I'm doing binary classification over some documents whose features are already extracted and given in a text file. My problem is that there are textual features and numerical features like years and some other. One sample is given in this format:
label |title text |otherText text |numFeature1 number |numFeature2 number
I'm following the documentation about feature unions but their use case is a bit different. I do not extract the the features from another feature because these numerical features are already given.

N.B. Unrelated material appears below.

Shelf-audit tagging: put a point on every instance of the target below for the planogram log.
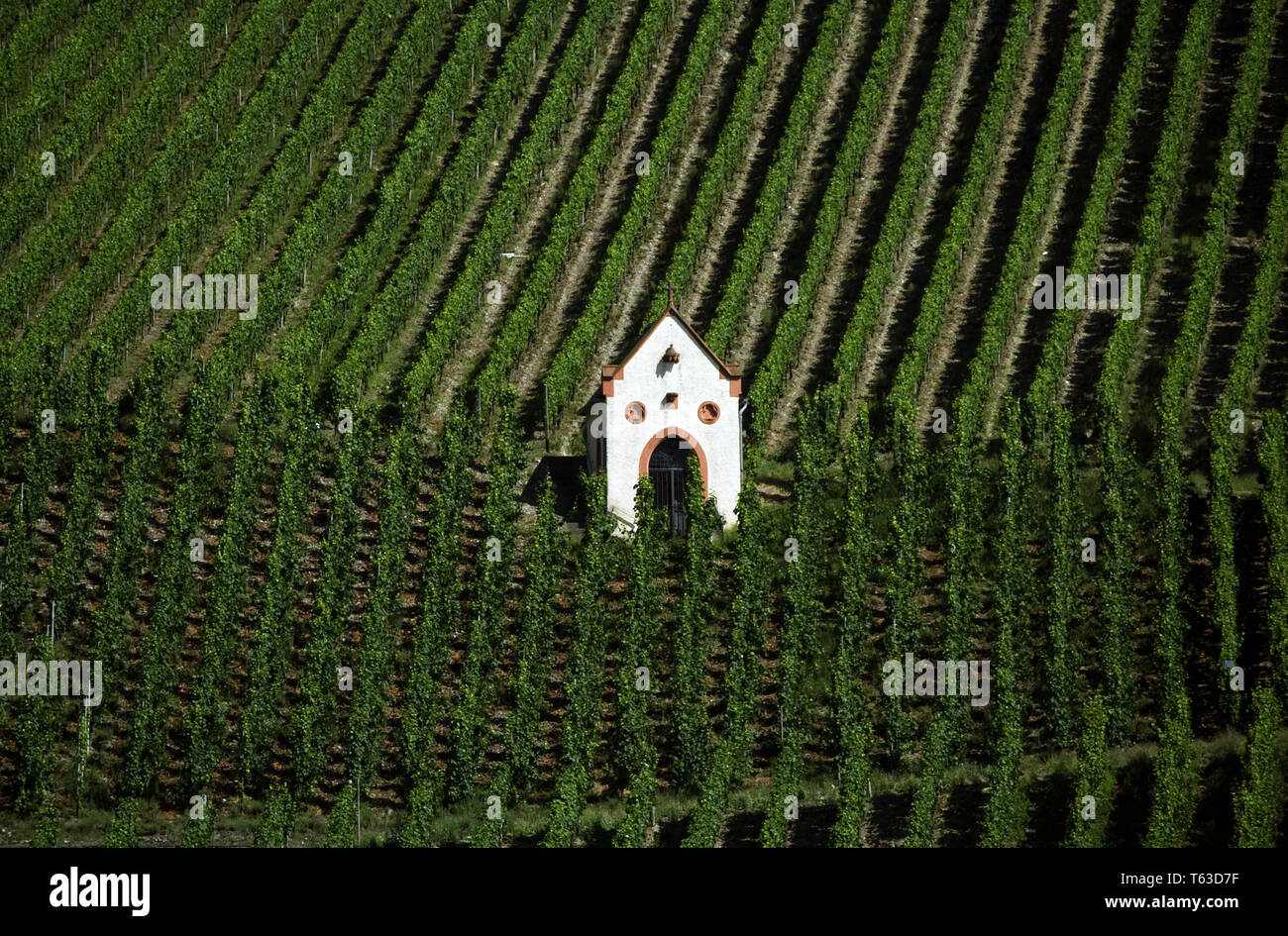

Currently I'm using the setup in the following way:
pipeline = Pipeline([
('features', Features()),
('union', FeatureUnion(
transformer_list=[
('title', Pipeline([
('selector', ItemSelector(key='title')),
('tfidf', TfidfVectorizer()),
])),
('otherText', Pipeline([
('selector', ItemSelector(key='otherText')),
('tfidf', TfidfVectorizer()),
])),
('numFeature1', Pipeline([
('selector', ItemSelector(key='numFeature1')),
])),
('numFeature2', Pipeline([
('selector', ItemSelector(key='numFeature2')),
])),
],
)),
('classifier', MultinomialNB()),
])
The Feature class is also adopted from the documentation:
class Features(BaseEstimator, TransformerMixin):
def fit(self, x, y=None):
return self
def transform(self, posts):
features = np.recarray(shape=(len(posts),),
dtype=[('title', object),('otherText', object),
('numFeature1', object),('numFeature2', object)])
for i, text in enumerate(posts):
l = re.split("\|\w+", text)
features['title'][i] = l[1]
features['otherText'][i] = l[2]
features['numFeature1'][i] = l[3]
features['numFeature2'][i] = l[4]
return features
My Problem is now: How do I add the numerical features into the FeatureUnion? When using a CountVectorizer i get "ValueError: empty vocabulary; perhaps the documents only contain stop words" and using a DictVectorizer with only one entry doesn't strike me as the way to go.
ValueError: blocks[0,:] has incompatible row dimensions
– lup3x